Create specialized content generators:

from logseq_py.pipeline.generators import ContentGenerator

class MyCustomGenerator(ContentGenerator):
    def __init__(self):
        super().__init__("custom_generator")
    
    def generate(self, context: ProcessingContext) -> Optional[Dict[str, Any]]:
        # Custom generation logic
        from logseq_py.builders import PageBuilder
        
        page = (PageBuilder("Custom Report")
                .add_content("# Custom Analysis Report\n\nGenerated insights...")
                .add_property("generated_by", "custom_generator"))
        
        return {
            'type': 'custom_page',
            'builder': page,
            'content': page.build()
        }

# Register the generator  
from logseq_py.pipeline.generators import generator_registry
generator_registry.register(MyCustomGenerator())

Pipeline Hooks

Add custom hooks for monitoring and extending pipeline behavior:

def on_pipeline_start(context: ProcessingContext):
    print(f"Starting pipeline {context.pipeline_id}")

def on_step_complete(step: PipelineStep, context: ProcessingContext):
    print(f"Completed step: {step.name}")

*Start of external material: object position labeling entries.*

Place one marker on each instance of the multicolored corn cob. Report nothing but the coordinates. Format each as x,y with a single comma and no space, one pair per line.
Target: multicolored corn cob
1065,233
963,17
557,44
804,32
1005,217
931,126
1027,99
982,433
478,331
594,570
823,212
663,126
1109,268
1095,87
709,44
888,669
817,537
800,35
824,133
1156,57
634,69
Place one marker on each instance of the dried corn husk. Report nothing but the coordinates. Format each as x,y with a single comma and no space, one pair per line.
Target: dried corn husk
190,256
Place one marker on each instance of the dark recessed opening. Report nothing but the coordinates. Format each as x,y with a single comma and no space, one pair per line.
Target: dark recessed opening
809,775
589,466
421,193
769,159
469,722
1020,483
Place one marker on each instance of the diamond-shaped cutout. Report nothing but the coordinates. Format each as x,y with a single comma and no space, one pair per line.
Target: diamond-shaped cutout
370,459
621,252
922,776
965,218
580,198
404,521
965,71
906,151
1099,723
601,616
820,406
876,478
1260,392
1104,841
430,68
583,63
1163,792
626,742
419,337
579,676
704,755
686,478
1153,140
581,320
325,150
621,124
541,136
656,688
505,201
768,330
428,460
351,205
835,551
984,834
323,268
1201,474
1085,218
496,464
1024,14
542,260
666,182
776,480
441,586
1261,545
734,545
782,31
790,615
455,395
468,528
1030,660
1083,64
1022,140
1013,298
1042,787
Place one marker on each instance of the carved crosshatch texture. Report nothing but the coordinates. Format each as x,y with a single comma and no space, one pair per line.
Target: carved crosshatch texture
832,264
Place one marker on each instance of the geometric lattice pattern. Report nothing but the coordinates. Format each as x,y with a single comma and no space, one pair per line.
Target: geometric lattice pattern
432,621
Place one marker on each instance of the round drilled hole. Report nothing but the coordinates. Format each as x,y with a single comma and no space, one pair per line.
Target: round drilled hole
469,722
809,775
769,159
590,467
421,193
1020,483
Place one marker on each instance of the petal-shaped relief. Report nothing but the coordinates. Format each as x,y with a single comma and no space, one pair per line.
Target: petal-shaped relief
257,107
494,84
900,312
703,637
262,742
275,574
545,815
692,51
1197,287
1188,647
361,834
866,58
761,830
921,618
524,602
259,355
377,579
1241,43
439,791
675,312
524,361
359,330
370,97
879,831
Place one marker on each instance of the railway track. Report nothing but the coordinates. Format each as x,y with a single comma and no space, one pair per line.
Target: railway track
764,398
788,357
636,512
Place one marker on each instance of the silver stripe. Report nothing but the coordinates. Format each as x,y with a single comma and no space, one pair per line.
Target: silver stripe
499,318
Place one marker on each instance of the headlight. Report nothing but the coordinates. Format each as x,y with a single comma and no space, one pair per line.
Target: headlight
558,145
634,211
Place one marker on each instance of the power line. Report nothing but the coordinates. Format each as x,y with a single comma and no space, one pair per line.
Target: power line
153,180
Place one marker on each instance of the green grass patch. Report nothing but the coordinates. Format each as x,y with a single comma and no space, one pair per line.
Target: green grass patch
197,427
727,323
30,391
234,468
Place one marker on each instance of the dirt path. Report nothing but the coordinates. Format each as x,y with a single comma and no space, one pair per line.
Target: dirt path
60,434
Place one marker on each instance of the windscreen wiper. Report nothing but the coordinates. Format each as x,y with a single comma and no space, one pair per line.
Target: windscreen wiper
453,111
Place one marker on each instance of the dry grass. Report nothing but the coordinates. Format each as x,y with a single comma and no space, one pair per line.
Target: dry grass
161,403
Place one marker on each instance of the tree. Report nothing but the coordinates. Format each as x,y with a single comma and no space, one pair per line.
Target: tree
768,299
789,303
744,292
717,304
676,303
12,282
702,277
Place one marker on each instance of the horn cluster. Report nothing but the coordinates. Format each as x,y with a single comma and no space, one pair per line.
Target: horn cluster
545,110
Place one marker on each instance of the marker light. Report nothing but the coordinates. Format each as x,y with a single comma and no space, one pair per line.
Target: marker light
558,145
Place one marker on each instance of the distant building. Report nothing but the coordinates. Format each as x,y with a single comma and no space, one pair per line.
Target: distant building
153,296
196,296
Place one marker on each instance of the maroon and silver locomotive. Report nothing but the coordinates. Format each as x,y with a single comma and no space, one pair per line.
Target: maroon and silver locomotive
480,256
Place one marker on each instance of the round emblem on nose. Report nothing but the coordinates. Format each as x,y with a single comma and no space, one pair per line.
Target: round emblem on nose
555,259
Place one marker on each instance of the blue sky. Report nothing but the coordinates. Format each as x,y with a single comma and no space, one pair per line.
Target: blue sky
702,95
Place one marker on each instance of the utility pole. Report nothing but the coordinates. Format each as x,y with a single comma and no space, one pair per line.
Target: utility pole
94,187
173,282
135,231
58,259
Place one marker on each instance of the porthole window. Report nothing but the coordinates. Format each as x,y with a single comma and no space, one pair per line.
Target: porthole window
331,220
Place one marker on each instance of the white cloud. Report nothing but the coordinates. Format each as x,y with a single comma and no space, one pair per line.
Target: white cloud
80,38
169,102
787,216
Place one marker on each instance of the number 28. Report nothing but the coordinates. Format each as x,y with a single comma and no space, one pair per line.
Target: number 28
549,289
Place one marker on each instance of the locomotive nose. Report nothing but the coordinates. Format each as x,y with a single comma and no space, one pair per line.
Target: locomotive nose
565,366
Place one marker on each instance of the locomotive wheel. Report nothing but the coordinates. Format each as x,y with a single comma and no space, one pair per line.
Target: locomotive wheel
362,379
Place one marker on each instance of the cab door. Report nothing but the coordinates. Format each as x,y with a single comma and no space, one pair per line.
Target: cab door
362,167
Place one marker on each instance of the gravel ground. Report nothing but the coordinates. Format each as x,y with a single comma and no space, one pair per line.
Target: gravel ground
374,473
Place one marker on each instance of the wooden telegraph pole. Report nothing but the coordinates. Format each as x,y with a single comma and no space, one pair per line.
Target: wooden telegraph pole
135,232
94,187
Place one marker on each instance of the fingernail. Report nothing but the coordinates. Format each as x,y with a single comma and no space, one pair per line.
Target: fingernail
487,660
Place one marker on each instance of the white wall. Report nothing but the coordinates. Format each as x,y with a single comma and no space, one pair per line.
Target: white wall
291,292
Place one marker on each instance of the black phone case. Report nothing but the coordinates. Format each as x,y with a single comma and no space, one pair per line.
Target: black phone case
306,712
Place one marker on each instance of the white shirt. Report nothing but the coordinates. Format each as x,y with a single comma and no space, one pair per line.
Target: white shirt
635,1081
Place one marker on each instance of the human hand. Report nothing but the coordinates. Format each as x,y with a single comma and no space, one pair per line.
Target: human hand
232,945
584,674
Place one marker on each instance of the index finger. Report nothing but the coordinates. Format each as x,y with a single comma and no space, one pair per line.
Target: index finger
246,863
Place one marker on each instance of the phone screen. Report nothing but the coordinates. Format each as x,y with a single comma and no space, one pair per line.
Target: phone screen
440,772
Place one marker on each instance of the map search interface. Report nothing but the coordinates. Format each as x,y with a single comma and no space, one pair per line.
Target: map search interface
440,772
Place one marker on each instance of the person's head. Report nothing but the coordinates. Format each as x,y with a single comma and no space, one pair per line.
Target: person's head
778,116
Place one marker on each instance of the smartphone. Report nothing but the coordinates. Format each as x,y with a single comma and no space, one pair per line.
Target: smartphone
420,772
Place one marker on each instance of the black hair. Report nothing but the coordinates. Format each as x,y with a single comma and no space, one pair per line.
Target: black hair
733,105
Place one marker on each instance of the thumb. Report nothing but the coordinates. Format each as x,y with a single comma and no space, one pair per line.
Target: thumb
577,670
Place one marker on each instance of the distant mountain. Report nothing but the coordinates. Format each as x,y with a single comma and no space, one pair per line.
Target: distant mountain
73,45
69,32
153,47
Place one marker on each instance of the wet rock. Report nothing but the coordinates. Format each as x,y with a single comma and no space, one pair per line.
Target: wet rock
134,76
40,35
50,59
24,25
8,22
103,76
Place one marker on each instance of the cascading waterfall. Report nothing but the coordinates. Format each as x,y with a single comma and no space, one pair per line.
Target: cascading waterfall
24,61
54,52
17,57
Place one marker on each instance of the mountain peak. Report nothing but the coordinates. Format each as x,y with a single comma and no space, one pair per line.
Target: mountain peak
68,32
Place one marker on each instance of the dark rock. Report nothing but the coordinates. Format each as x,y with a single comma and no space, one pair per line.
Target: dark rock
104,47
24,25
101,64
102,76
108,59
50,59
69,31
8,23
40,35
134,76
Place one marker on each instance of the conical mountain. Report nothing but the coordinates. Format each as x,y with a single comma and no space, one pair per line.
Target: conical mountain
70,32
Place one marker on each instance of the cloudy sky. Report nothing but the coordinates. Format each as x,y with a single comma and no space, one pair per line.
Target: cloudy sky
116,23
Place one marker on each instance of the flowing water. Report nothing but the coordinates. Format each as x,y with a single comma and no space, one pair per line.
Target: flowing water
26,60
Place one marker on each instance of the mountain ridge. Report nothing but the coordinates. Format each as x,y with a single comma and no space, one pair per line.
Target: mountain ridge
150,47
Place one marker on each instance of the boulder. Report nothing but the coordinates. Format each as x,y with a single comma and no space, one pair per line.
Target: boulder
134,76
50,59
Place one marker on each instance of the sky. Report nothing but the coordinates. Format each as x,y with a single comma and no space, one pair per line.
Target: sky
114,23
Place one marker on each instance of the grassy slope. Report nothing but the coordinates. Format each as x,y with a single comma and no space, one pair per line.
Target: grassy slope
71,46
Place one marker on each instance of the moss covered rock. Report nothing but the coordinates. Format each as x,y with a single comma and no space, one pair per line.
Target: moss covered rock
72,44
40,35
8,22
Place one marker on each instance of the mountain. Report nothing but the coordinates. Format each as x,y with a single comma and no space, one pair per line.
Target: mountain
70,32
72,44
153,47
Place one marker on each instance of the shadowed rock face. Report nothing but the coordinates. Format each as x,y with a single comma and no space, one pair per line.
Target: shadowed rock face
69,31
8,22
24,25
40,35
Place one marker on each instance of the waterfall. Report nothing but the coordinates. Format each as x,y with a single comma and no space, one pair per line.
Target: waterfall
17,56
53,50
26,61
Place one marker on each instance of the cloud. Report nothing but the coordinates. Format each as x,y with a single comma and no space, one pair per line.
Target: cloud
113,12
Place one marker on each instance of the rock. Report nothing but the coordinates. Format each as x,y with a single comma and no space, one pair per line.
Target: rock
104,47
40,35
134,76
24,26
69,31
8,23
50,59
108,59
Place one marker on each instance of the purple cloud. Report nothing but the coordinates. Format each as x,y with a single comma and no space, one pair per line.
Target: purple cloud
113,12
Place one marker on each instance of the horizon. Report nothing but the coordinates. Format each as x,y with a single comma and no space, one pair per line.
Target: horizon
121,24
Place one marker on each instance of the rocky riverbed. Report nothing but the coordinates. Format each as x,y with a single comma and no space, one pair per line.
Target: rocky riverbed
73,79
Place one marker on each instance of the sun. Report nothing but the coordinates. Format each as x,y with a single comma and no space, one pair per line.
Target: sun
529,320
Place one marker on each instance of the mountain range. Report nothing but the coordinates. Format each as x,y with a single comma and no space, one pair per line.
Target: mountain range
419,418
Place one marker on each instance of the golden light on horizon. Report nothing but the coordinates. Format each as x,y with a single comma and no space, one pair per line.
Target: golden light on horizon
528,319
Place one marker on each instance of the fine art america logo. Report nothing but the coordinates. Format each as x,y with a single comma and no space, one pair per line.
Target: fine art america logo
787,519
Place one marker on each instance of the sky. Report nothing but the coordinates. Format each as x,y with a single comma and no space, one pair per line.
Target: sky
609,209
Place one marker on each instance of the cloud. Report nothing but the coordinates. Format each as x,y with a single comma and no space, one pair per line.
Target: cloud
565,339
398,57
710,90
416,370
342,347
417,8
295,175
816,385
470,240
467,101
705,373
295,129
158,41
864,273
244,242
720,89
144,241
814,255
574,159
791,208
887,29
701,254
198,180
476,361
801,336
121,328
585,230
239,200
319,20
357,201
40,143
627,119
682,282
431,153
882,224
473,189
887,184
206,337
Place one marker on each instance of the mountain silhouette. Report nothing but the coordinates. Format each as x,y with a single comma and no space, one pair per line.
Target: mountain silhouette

pipeline = create_pipeline("my_pipeline")
pipeline.on_pipeline_start = on_pipeline_start
pipeline.on_step_complete = on_step_complete

Error Handling and Recovery

Configure robust error handling:

pipeline = (create_pipeline("robust_pipeline")
           .configure(
               continue_on_error=True,
               save_intermediate_state=True
           )
           .build())

# Resume from specific step
context = pipeline.resume_from_step(context, "analyze_content")

Performance Optimization

Parallel Processing

Process large datasets efficiently:

# Use batching for large content sets
class BatchedAnalysisStep(AnalyzeContentStep):
    def __init__(self, analyzers: List[str], batch_size: int = 100):
        super().__init__(analyzers)
        self.batch_size = batch_size
    
    def execute(self, context: ProcessingContext) -> ProcessingContext:
        # Process blocks in batches
        for i in range(0, len(context.blocks), self.batch_size):
            batch = context.blocks[i:i + self.batch_size]
            # Process batch...
        return context

Memory Management

Optimize memory usage for large graphs:

# Stream processing for large datasets
class StreamingLoadStep(LoadContentStep):
    def execute(self, context: ProcessingContext) -> ProcessingContext:
        # Load content in chunks to manage memory
        for page_batch in self.load_pages_in_batches():
            # Process batch and yield memory
            pass
        return context

Caching and Persistence

Cache analysis results to avoid reprocessing:

# Enable result caching
pipeline = (create_pipeline("cached_pipeline")
           .configure(
               save_intermediate_state=True,
               cache_analysis_results=True
           )
           .build())

Testing

Run the comprehensive test suite:

# Run all tests
pytest tests/ -v

# Run integration tests only
pytest tests/test_integration.py -v -m integration

# Run with coverage
pytest tests/ --cov=logseq_py --cov-report=html

Contributing

  1. Fork the repository
  2. Create a feature branch: git checkout -b feature-name
  3. Add tests for new functionality
  4. Ensure all tests pass: pytest tests/ -v
  5. Submit a pull request

Development Setup

# Clone and setup development environment
git clone https://github.com/your-repo/logseq-python
cd logseq-python

# Install in development mode
pip install -e .[dev,pipeline]

# Install pre-commit hooks
pre-commit install

# Run tests
pytest tests/ -v

License

This project is licensed under the MIT License - see the LICENSE file for details.

Support


This pipeline system transforms your Logseq knowledge graph into an intelligent, analyzable, and actionable knowledge base.